Nettie Wild is one of Canada’s leading documentary filmmakers. Her highly charged and critically acclaimed films have brought her audiences behind the frontlines and headlines of revolutions and social change around the world.

Nettie is best known for her award winning documentary features : FIX: The Story of an Addicted City (2002), A Place Called Chiapas (1998), Blockade (1993) and A Rustling of Leaves: Inside the Philippine Revolution (1988). Nettie Wild’s films have been distributed theatrically, and broadcast in Canada and internationally.   She has been honoured at film festivals around world and has won the Genie Award twice for Best Feature Documentary in Canada. Among other honors she has won Best Feature Documentary from the International Documentary Association as well as top honours from the Forum of New Cinema at the Berlin International Film Festival.

Her latest projects explore new forms of storytelling:   Inside Stories (2011) is a multi- platform web experience launched in the fall of 2011. Bevel Up (2007) is a groundbreaking documentary and interactive DVD. In Profile: Deepa Mehta (2012) uses split screen to tell its story. Uninterrupted, currently in development, is an installation using digital mapping to project documentary footage of the Adams’ River Sockeye Run onto the Cambie Street bridge spanning Burrard Inlet . Nettie is also writing her first screenplay, Hunger which has been completed to first draft.

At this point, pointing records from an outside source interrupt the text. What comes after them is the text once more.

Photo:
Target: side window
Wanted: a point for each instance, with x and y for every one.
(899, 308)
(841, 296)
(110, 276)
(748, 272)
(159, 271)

Wild At Heart, a book focusing on her work and career, was published in 2009 and there have been multiple retrospectives of her work as well as a recent profile in POV Magazine. In 2010 she received the BC Film Critics Circle Award for her contribution to the film industry and the Vancouver Sun named her as one of British Columbia’s “most influential women. In addition to directing, Nettie is also much in demand as a story editor, teacher and lecturer and was Filmmaker in Residence at the National Film Board in 2007. She is an alumna of the WIDC program in Banff.